Recruiting and retaining experienced, high-quality drivers is a challenge. The job demands long hours on the road away from family. To keep up with driver demand and support recruitment efforts, many of today’s trucks are decked out with all the latest in technology: GPS; TVs; refrigerators; entertainment systems; you name it. While this is certainly important in terms of driver retention, fleet managers need to consider the enormous toll this takes on the truck’s battery.
“Just as technology inside the home has grown, so has the number of devices that can be used inside of a cab,” says Dave Lajeunesse, director of engineering for Phillips Industries. “More systems are being produced to allow drivers to operate more devices.”
“Hotel load demands seem to increase year over year,” agrees Jeff Brakley, the senior business portfolio manager for trucks at Maxwell Technologies. “As more electronics are added to today’s commercial trucks to meet regulatory and customer demands, we will continue to see increases in both parasitic and hotel loads. Demands for creature comforts such as cell phones, laptops, refrigerators, microwave ovens, TVs and DVD players further add to the ever-growing list of hotel loads.”
Fleet managers are certainly seeing the effects of this increase in electrical demand. In addition to all the new devices draining the electrical, fleets are still battling the usual battery-drain culprits.
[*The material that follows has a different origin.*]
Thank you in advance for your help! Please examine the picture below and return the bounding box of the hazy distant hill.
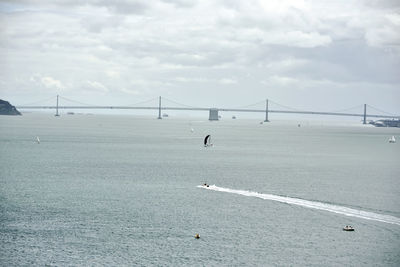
[0,99,21,115]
David Foster, director of maintenance for Worldwide Equipment Leasing, recalls several issues including: Drivers using lift gates without the power unit running (to keep it charged) or the power cord not properly plugged in and supplying charge to the lift gate battery; drivers leaving the inside box lights on after parking the truck; they leave their headlights on while loading at docks; and issues with refrigerators and inverters causing unnecessary drains on batteries.
“Years ago,” begins Bruce Essig, Odyssey national program manager for EnerSys, “if you turned the vehicle off, the electrical loads went away. Not so anymore. Many of today electronics run constantly: Clocks, navigation systems, alarms, fuel injection computers, etc.”
More than anything else, this is the problem that leads to battery failures—too many things running too long overnight.
“There isn’t one particular issue that leads to a truck not starting. It’s more of a cumulative thing—whatever sets it off is just the straw that broke the camel’s back,” says Bruce Purkey of Purkey’s Fleet Electric. “Drivers leave things on all weekend, then the truck won’t start in the morning. None of this affects the truck when it’s on and running. It’s when it’s off that’s the killer.”